# achtung! alles Films in der Kübenkino für Oktober sind £2!



## DaveCinzano (Sep 30, 2005)

just got me programme in the post - all films two quid all month! 

and there's a midnight showing of 'fast times at ridgemont high' on friday 7! and a four film romero night on friday 28th for £10/£8!

ich liebe der kube


----------



## Sunspots (Sep 30, 2005)

They've managed to keep the price down to only £2 per film throughout most of August and September too.  It's been great!   
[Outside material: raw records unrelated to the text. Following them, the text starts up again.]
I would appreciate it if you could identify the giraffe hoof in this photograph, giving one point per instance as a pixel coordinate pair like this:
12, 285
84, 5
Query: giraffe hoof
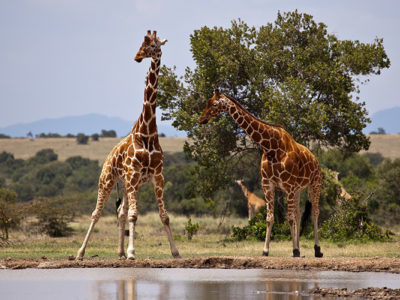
176, 254
296, 253
318, 252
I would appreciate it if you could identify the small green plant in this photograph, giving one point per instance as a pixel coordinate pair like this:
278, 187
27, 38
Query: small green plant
191, 229
53, 217
256, 229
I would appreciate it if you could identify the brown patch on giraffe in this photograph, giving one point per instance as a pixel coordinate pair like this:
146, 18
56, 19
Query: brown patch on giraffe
285, 176
255, 126
155, 159
153, 125
274, 144
149, 92
256, 137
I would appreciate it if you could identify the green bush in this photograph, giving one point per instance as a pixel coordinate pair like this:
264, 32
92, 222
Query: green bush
352, 222
53, 216
256, 229
191, 229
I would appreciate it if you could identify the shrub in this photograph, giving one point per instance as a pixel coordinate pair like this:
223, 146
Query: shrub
53, 217
256, 229
95, 137
191, 229
43, 156
9, 211
352, 222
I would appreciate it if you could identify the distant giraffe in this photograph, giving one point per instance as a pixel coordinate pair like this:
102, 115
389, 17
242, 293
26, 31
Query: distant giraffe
343, 193
135, 160
285, 164
254, 203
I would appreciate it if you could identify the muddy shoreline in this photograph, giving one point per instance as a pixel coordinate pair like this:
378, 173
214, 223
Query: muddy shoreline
350, 264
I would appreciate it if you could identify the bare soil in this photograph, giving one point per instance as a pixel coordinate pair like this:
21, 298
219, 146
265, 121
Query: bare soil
372, 264
369, 293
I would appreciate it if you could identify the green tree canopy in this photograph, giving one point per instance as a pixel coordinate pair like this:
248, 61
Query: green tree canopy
291, 72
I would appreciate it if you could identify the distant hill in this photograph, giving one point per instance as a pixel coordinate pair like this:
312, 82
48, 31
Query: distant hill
87, 124
388, 119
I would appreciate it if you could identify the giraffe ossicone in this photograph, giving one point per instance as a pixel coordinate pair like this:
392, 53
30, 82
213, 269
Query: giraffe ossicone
135, 160
285, 164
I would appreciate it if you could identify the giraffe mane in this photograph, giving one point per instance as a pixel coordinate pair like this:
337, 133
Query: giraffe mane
234, 100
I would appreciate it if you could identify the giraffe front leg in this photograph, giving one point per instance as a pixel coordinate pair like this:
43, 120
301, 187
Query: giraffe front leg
293, 222
122, 215
132, 218
158, 184
269, 192
314, 193
103, 193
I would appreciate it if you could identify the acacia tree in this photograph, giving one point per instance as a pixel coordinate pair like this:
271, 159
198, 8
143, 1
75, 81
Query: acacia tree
291, 72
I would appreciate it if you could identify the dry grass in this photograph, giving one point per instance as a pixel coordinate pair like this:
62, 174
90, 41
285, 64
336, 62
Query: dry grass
67, 147
388, 145
151, 242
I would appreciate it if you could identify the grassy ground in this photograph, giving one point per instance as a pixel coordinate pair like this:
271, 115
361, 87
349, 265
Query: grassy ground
388, 145
151, 242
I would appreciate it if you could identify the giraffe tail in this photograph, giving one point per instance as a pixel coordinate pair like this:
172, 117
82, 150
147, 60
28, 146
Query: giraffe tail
305, 217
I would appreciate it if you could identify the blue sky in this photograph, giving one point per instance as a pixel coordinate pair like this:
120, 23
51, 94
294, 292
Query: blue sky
73, 57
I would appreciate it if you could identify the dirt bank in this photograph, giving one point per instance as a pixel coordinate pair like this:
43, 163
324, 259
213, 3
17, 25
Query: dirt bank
369, 293
372, 264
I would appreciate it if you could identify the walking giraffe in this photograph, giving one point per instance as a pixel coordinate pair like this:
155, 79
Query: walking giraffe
135, 160
254, 203
285, 164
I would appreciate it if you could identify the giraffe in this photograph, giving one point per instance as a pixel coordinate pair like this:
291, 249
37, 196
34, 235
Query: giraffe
343, 193
135, 160
254, 203
285, 164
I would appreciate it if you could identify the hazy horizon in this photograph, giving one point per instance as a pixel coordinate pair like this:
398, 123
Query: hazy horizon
74, 57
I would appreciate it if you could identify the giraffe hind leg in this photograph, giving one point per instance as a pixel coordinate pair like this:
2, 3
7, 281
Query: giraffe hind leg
158, 184
314, 193
103, 193
122, 216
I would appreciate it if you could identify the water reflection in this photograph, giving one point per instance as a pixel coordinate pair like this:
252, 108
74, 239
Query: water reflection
160, 284
132, 290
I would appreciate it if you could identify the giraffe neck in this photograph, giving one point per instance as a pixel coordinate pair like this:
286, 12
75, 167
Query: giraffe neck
244, 189
255, 128
147, 124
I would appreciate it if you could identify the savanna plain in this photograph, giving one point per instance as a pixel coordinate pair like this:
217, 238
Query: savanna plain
211, 246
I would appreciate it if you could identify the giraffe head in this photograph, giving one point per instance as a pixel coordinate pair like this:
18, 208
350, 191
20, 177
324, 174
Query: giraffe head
215, 105
151, 46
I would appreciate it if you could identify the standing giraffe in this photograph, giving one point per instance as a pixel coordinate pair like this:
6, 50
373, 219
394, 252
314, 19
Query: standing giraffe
254, 203
285, 164
135, 160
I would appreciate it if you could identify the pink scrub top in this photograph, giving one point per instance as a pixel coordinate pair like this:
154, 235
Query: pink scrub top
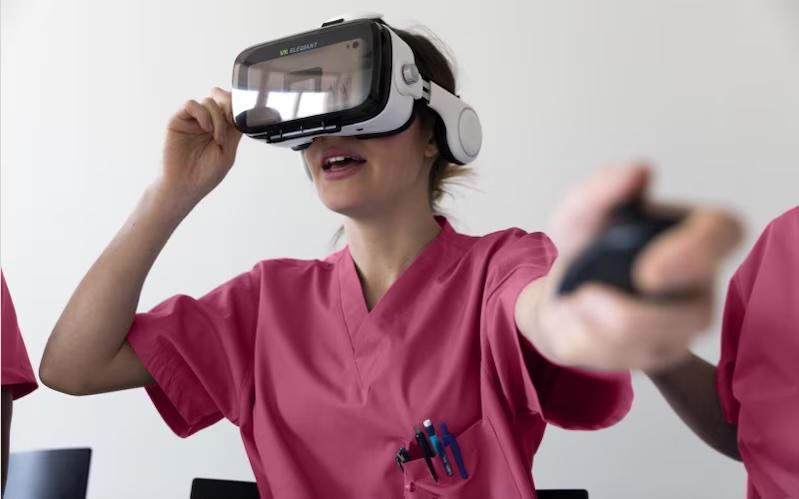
17, 375
325, 392
758, 373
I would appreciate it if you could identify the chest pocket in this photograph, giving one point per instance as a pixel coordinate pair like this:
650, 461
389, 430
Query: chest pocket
489, 475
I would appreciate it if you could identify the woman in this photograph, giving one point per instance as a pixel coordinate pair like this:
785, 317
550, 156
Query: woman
17, 375
327, 365
746, 407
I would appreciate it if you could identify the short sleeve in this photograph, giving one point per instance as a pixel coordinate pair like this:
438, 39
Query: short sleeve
734, 312
200, 353
566, 397
17, 373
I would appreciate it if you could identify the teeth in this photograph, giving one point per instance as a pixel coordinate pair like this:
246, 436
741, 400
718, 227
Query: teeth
333, 160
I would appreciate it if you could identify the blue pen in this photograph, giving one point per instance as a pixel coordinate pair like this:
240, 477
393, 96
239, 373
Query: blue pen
449, 441
438, 446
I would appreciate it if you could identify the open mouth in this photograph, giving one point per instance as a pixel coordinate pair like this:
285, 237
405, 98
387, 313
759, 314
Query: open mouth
340, 162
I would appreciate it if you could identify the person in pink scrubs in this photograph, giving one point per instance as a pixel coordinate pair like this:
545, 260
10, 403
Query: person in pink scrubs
327, 365
17, 376
747, 407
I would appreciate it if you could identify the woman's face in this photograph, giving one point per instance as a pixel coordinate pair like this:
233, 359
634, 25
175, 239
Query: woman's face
356, 177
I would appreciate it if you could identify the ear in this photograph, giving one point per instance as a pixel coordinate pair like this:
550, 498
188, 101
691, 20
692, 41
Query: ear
431, 148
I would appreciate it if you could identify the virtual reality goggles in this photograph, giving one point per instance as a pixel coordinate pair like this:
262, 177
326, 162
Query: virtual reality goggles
352, 77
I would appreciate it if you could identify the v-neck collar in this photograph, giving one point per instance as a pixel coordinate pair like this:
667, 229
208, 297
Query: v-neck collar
353, 301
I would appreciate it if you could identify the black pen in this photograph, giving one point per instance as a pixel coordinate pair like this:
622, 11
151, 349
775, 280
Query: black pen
427, 452
403, 456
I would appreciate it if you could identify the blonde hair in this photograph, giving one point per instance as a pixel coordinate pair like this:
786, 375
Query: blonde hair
435, 62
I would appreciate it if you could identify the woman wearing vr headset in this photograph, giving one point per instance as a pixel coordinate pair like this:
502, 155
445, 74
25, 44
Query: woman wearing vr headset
327, 365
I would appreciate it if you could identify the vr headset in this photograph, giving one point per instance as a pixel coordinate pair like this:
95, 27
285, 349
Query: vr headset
352, 77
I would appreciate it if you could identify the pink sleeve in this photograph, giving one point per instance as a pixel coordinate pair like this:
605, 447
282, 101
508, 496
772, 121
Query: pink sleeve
734, 311
17, 374
200, 353
566, 397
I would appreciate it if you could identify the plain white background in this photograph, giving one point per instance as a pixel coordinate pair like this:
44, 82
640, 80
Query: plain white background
707, 89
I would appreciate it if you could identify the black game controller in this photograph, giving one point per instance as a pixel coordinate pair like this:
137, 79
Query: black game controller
609, 258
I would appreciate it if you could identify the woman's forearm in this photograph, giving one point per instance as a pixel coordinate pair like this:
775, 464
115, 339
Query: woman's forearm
690, 388
87, 345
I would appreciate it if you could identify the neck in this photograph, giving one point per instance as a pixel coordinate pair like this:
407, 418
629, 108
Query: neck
384, 245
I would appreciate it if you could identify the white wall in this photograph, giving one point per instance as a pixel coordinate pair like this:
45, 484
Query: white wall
707, 89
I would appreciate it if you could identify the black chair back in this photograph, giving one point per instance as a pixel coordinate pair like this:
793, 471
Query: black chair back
48, 474
207, 488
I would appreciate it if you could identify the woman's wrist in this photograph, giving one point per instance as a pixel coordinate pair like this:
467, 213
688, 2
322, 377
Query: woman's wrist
168, 202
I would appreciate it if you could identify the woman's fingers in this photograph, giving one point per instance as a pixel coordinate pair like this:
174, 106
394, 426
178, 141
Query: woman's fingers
603, 328
218, 118
688, 255
194, 111
223, 99
586, 209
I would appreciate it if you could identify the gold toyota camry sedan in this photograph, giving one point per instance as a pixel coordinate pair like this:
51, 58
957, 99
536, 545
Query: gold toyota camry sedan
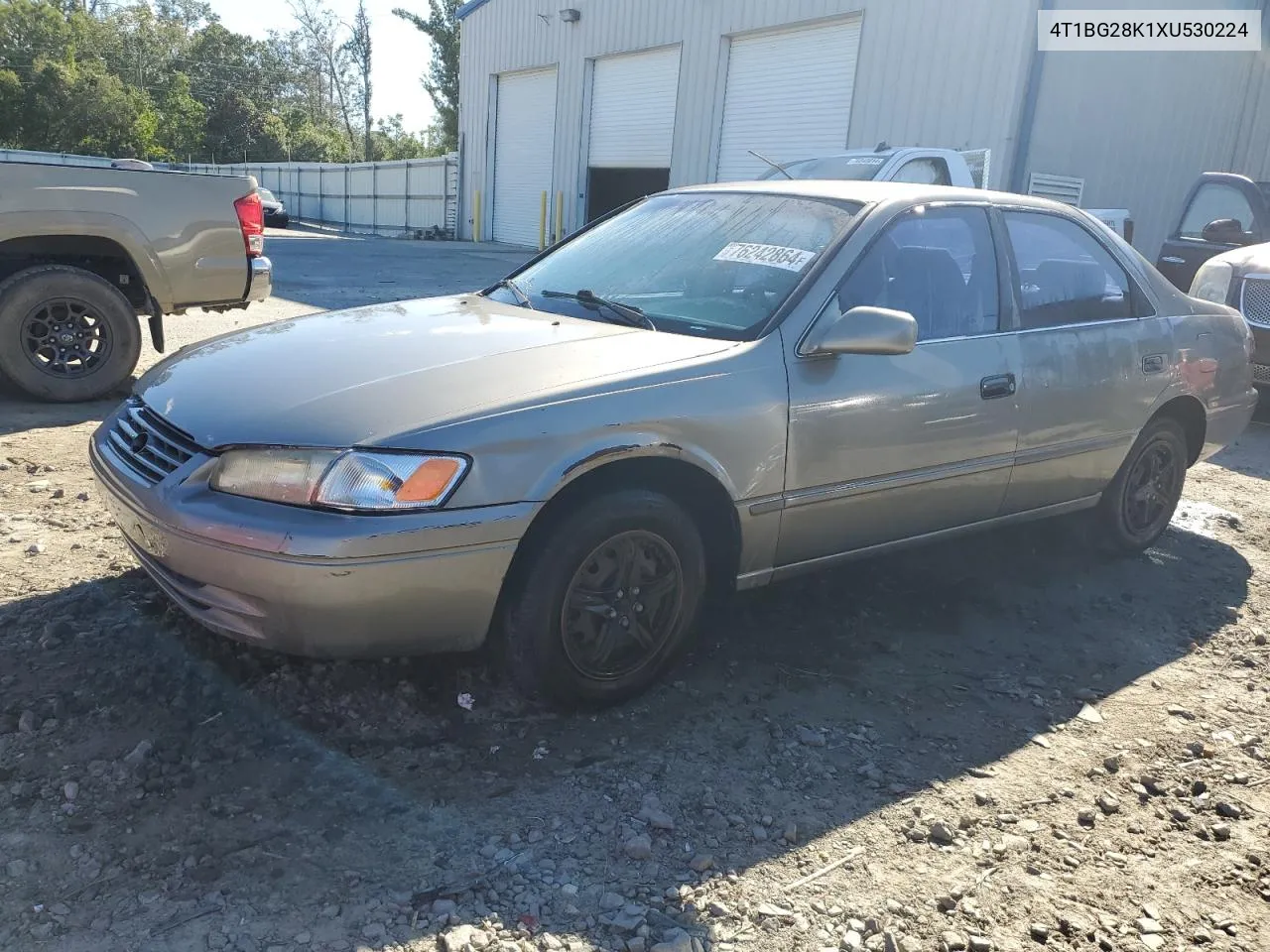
719, 386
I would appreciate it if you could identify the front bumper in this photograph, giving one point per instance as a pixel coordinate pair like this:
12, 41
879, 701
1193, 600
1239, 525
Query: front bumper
308, 581
259, 284
1261, 356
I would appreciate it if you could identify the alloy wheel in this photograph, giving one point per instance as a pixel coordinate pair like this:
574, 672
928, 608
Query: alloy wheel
64, 338
621, 606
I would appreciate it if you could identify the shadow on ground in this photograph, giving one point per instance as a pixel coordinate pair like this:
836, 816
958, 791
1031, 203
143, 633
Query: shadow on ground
330, 271
365, 785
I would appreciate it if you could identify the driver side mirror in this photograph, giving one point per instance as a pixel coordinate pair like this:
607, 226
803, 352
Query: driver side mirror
864, 330
1224, 231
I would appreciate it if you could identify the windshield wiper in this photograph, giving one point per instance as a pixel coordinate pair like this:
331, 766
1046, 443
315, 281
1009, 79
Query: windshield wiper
516, 291
625, 313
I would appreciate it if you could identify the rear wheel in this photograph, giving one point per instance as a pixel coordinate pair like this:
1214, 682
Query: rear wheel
606, 602
1137, 507
66, 334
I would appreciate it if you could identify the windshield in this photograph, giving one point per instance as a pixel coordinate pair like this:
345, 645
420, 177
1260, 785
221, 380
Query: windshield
710, 264
858, 168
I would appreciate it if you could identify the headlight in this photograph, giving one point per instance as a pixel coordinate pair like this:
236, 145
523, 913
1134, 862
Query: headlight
1213, 282
349, 480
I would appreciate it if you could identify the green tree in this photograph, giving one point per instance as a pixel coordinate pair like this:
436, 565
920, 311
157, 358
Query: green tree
441, 81
358, 50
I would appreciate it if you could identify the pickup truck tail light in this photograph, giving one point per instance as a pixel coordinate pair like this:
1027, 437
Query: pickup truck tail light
250, 214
For October, I've already got my eye on Tarkovsky's _Stalker_ (Sun 9th), which I've not seen for about 20 years, and also _Me And You And Everyone We Know_ (17th - 19th).    

The one-off back-to-back showing of all four of George A Romero's _Dead_ films should make the journey home that bit scarier than normal...   

I hope the £2 ticket price will encourage a few more people to take a chance and see something they wouldn't normally bother with.


----------



## Isambard (Sep 30, 2005)

Nah, I'll go to an Odeon multiplex thanks.


----------



## Cakes (Sep 30, 2005)

Wunderbar!

Ich lieber gern im der kino!


----------



## Isambard (Sep 30, 2005)

Surely you mean all films are 3


----------



## easy g (Sep 30, 2005)

fuckin' 'ell...krs has got his finger on the pulse 

I'm new to these parts and I know they've been doing it for a while...

in addition to bumspots choices may I suggest:

tue 11	20:00	 DESPERATE CINEMA THE FILMS OF DAVID MARKEY
SUN 16	19:30	ROBERT BRESSON DOUBLE BILL: PICKPOCKET + L'ARGENT
thu 20	20:00	........	THE DEAD TEXAN  (gig...not film)


----------



## Sunspots (Oct 9, 2005)

Sunspots said:
			
		

> I've already got my eye on Tarkovsky's _Stalker_ (Sun 9th), which I've not seen for about 20 years



_*bump*_

If anyone fancies 2hrs+ of downbeat mystical Russian sci-fi (   ), _Stalker_'s on at 5pm today. 

(-I'm not really selling it too well, am I?   ) 

...and _*bump*_ for this one too: 




			
				easy g said:
			
		

> tue 11	20:00	 DESPERATE CINEMA THE FILMS OF DAVID MARKEY



...-which'll probably be a bit more fun and lively.


----------



## fat hamster (Oct 9, 2005)

<waves to easy g, lollybelle and Sunspots>

We had a little mini-Urbanites on Dove Street South just now, innit.


----------



## easy g (Oct 11, 2005)

aye....but don't forget Isgard!

bump for tonight's ness


----------



## Sunspots (Oct 11, 2005)

I'll be there tonight, if only in hope of seeing a bit of Black Flag.


----------



## fat hamster (Oct 11, 2005)

easy g said:
			
		

> aye....but don't forget Isgard!


You talkin' 'bout mah dawg???

Took me a moment to figure out whether you were referring to Isambard or Asgard!


----------



## easy g (Oct 12, 2005)

or maybe it's the bastard love child of the two of them


----------



## Isambard (Oct 12, 2005)

fat hamster said:
			
		

> Took me a moment to figure out whether you were referring to Isambard or Asgard!



There was a come back to that but it was a wee bit rude so I'm leaving it.  





			
				easy g said:
			
		

> or maybe it's the bastard love child of the two of them



That would be a horror movie!


----------



## fat hamster (Oct 12, 2005)

easy g said:
			
		

> or maybe it's the bastard love child of the two of them


Isambard isn't _that_ much of a pussycat...


----------



## Isambard (Oct 12, 2005)

<sits purring on top of Hammy's fridge cos he is safe from Asguard there>


----------



## fat hamster (Oct 12, 2005)

It's curiously comforting, thinking of Isambard there on my fridge while I'm typing away...


----------



## Isambard (Oct 12, 2005)

<rummages with paws in fridge to find ingredients to make sandwiches>


----------



## fat hamster (Oct 12, 2005)

<returns from Sainsbury's laden with bogofs and reduced price leftovers>

I got organic lettuces, and apples and parsnips, and some purple carrots for 20p!


----------



## Isambard (Oct 12, 2005)

I'm really into lettuce at the minute. Will you swap some for  mmmmmm <looks in own fridge> some Slovakian goats cheese and a portion of homemade fish lasagne?


----------



## fat hamster (Oct 12, 2005)

Sure will!  Here, have this "growing lettuce", it comes in a pot...


----------